SEN LLC

Posted on May 8

Animating Japan's Population Pyramid From 1950 to 2070 — Why You Need Cohort-Specific Mortality to Get the 1950 Triangle Right

#javascript #dataviz #frontend #demographics

"Have you ever seen Japan's ageing?" — I knew the data, but I'd never watched the shape of the country's population pyramid actually deform in front of me. So I built a 250-line page that does it: year slider plus auto-play, 1950 to 2070, with the first baby-boom cohort visibly rising from the bottom of the chart all the way to the top.

🌐 Demo: https://sen.ltd/portfolio/jp-population-pyramid/
📦 GitHub: https://github.com/sen-ltd/jp-population-pyramid

Hit the ▶ button and watch the chart morph at 120 ms per year. The first baby-boomers (born 1947-49) start as the broad base of a true triangle in 1950, become a fat bulge that walks up the chart through the decades, hit the very top of the projection in the 2030s, and disappear off the top by 2050. The two-bulge shape of 2020 turns into the inverted lopsided shape of 2070. Median age goes from 20 to 56, share aged 65+ from 7% to 38%.

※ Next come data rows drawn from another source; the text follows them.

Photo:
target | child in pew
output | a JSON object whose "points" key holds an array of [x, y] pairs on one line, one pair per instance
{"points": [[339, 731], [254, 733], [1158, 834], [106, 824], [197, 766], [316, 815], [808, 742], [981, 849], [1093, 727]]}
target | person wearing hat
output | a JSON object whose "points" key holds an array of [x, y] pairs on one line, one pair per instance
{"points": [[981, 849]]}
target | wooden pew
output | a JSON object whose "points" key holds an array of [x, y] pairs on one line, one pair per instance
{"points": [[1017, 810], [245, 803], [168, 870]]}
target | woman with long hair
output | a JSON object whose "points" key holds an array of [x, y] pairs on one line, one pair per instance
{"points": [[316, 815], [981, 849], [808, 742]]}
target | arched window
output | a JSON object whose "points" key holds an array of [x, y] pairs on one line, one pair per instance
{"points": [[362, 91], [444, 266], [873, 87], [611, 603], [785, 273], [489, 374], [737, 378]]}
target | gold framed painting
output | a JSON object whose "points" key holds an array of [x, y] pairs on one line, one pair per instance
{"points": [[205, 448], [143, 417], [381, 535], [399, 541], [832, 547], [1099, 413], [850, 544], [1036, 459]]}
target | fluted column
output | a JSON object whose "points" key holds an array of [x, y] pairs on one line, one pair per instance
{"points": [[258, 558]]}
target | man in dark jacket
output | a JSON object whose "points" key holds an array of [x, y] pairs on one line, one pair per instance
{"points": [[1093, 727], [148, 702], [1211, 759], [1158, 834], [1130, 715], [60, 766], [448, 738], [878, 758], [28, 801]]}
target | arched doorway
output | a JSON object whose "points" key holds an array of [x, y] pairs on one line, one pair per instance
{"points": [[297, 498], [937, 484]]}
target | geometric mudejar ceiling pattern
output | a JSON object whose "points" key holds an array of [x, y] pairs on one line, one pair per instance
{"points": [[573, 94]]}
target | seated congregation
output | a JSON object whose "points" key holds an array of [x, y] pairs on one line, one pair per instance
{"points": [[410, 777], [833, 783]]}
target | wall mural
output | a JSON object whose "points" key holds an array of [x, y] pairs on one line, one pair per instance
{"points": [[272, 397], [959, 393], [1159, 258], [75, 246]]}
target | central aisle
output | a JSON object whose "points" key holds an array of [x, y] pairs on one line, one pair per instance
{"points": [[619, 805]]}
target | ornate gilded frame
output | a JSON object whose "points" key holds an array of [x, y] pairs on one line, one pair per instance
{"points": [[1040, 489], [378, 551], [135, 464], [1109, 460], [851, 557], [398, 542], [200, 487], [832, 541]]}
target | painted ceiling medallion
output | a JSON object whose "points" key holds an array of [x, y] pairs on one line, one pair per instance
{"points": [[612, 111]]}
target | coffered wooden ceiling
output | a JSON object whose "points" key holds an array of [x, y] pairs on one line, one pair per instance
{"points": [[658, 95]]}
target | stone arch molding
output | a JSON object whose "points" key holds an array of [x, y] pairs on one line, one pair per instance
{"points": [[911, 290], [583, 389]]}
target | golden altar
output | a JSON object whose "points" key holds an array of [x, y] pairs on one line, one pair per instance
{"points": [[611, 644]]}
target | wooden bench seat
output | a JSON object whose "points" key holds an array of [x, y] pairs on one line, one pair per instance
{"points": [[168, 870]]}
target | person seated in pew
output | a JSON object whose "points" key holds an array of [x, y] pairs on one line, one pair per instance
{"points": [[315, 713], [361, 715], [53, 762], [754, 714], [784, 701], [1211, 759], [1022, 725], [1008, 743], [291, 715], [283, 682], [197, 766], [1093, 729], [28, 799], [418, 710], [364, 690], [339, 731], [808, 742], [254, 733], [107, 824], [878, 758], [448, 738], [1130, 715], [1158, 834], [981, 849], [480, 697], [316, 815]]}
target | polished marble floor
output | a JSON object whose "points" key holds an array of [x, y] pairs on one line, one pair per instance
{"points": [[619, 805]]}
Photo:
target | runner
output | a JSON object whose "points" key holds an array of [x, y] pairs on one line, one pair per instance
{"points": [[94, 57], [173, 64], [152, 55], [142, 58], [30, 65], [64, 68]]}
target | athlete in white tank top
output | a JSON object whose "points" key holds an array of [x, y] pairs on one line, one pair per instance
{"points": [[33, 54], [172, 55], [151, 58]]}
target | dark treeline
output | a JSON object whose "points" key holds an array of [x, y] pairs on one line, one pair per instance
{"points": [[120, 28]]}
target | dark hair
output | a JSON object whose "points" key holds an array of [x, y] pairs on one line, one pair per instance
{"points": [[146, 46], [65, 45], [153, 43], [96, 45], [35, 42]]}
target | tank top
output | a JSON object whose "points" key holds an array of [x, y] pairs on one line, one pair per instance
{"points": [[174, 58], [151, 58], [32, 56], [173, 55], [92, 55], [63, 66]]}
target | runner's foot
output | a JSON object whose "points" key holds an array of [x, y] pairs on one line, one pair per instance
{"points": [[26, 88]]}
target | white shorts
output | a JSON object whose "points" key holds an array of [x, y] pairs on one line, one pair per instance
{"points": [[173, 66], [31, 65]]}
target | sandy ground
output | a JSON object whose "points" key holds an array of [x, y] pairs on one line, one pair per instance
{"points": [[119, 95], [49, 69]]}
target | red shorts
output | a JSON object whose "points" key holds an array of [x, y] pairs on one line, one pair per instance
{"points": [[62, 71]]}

Why this is harder than it looks

Drawing a single population pyramid in Plotly or D3 is a 30-line job. The interesting questions are upstream:

Where do the numbers come from, and how do you cover both 70 years of historical data and 50 years of projection in one consistent dataset?
How do you keep the shape evolving smoothly as a user drags the slider, when the source data is naturally 5- or 10-year snapshots?

Both of those have non-obvious answers, and one of them I got wrong on the first pass.

The data: emit it from a function, then nail the totals

The dataset that ships in data.json is generated by generate-data.py — a small Python script that exposes the demographic model as four functions:

annual_births(year) — single-year births in thousands, 1850 → 2070. Two Gaussian bumps for the first and second baby booms, plus a piecewise-linear trend that drops through the late 20th century.
survival(age, sex, birth_year) — share of a cohort still alive at the given exact age. More on this below.
cohort_size(birth_year, age, sex) — multiply the two together with a sex-split factor at birth.
bin_population(year, bin_idx, sex) — sum five single-age cohorts to make a 5-year bin.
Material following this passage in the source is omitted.